Another severed foot wearing an athletic shoe has washed ashore in British Columbia. If you haven’t been following, this is a bit of an ongoing mystery, the 14th such discovery to have been made along the BC coast since 2007. This particular foot drifted onto the sands of Gabriola Island, a picturesque home of 4,000 people, across from Vancouver in the Strait of Georgia. It was found by a man strolling along the beach on an otherwise peaceful, non-macabré afternoon.
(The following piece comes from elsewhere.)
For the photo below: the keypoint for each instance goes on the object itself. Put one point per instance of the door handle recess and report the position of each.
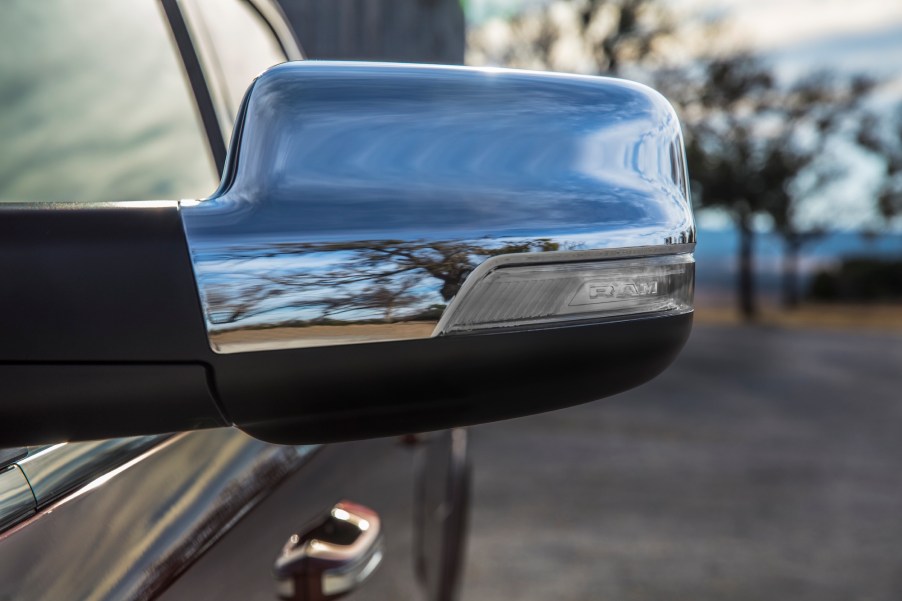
(332, 557)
This foot wore a hiking boot. It’s unclear which brand. The other 13 feet have been in running shoes, and most of them belonged to men. Nobody seems to know why this keeps happening. Wild theories abound, though authorities feel confident there’s been no foul play, no strange goings on, that the feet are removed from the rest of the body simply through natural processes in the ocean. People succumbing to accidents on the coastline while hiking or trail running, possibly while boating, or, sadly, throwing themselves into the sea seem to be the source of the feet.
Regardless, enough feet have washed to beaches in the British Columbia area that people have taken to stuffing shoes with animal bones and pitching them onto the shore to fool investigators and passers-by.
“We’ve had people put dog foot skeletons in runners and leave them on the beach,” said Barb McLintock, who works at the coroner’s office, in an interview with the Guardian back in 2016. “And somebody even used old chicken bones.”
Investigators think the “floating feet,” as locals call them, are probably washing ashore in such numbers specifically because of the footwear they’re clad in. Running shoes, made of buoyant foam rubber, float easily and drift along with ocean currents—it’s thought some of the feet may be drifting down from as far away as Alaska. In some cases, knowing the model of the shoe has helped investigators figure out the date range when the person wearing them had died.
Why this occurs so often in British Columbia, however, remains a mystery.